Outbound trends tell a complementary story. New Jersey ranked first for outbound moves for the eighth consecutive year, with 62% of movers leaving the state in 2025. High housing costs and slower employment growth relative to other regions have continued to weigh on household decisions, particularly as wage gains have failed to offset cost increases. California and New York remain among the top outbound states as well, reflecting similar affordability constraints even as both states retain large, diverse economies.

Importantly, Milken’s findings suggest these movements are not simply about chasing growth but about managing exposure to risk. With labor markets cooling nationally, metros that pair moderate growth with lower fixed costs offer households greater margin for error. “The cooling labor market conditions and rising costs across the U.S. highlight the critical importance of affordability for metropolitan residents,” Milken Institute researchers wrote, noting that this year’s rankings emphasize how economic prosperity is reinforced—or undermined—by housing and cost-of-living dynamics.

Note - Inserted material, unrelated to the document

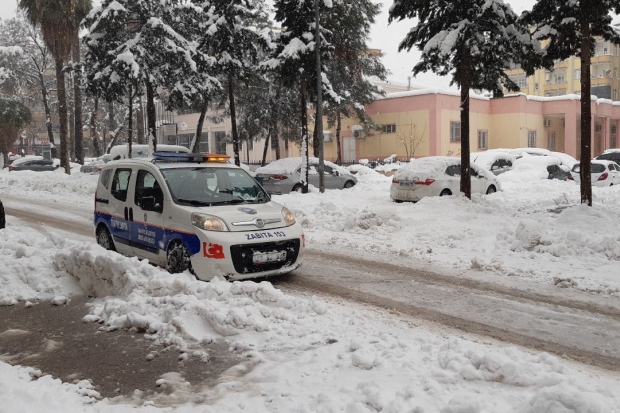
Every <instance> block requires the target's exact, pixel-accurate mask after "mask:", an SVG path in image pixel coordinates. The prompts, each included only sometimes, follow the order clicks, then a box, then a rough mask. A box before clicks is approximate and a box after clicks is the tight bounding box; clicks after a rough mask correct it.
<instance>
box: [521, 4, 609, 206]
mask: <svg viewBox="0 0 620 413" xmlns="http://www.w3.org/2000/svg"><path fill="white" fill-rule="evenodd" d="M612 12H613V13H615V14H618V13H620V1H619V0H600V1H584V0H576V1H570V2H567V1H563V0H538V1H537V2H536V4H534V7H533V8H532V10H531V11H530V12H524V13H523V15H522V16H521V19H522V21H523V22H524V23H525V24H528V25H531V26H533V27H534V33H533V37H534V39H535V40H538V41H541V42H544V44H545V49H544V56H543V57H544V61H543V65H544V66H546V67H553V61H554V60H556V59H557V60H565V59H567V58H569V57H570V56H578V57H579V60H580V63H581V155H580V164H581V168H580V172H579V176H580V178H581V183H580V193H581V203H582V204H588V205H589V206H592V182H591V180H590V173H591V165H590V159H591V158H592V131H591V127H592V107H591V105H592V104H591V97H590V90H591V86H590V63H591V57H592V55H593V54H594V50H595V45H596V37H602V38H603V39H605V40H608V41H611V42H612V43H614V44H620V34H618V32H617V31H616V29H614V28H613V27H612V26H611V21H612V18H611V15H610V13H612Z"/></svg>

That framework helps explain why places such as West Virginia, which saw 62% inbound moves last year, attracted movers primarily for retirement and proximity to family rather than employment alone. In a slower-growth environment, the ability to reduce expenses and rely on non-wage sources of stability has become a rational economic strategy rather than a lifestyle preference.

Taken together, the migration data and economic rankings point to a structural shift. Americans are not abandoning opportunity so much as redefining it under tighter constraints. As housing costs rise faster than wages and labor markets lose momentum, mobility increasingly reflects where households can sustain themselves, not simply where jobs are most abundant. In that context, today’s moves are less about maximizing income and more about preserving optionality—choosing places that allow families to absorb economic volatility without sacrificing proximity, affordability, or long-term viability.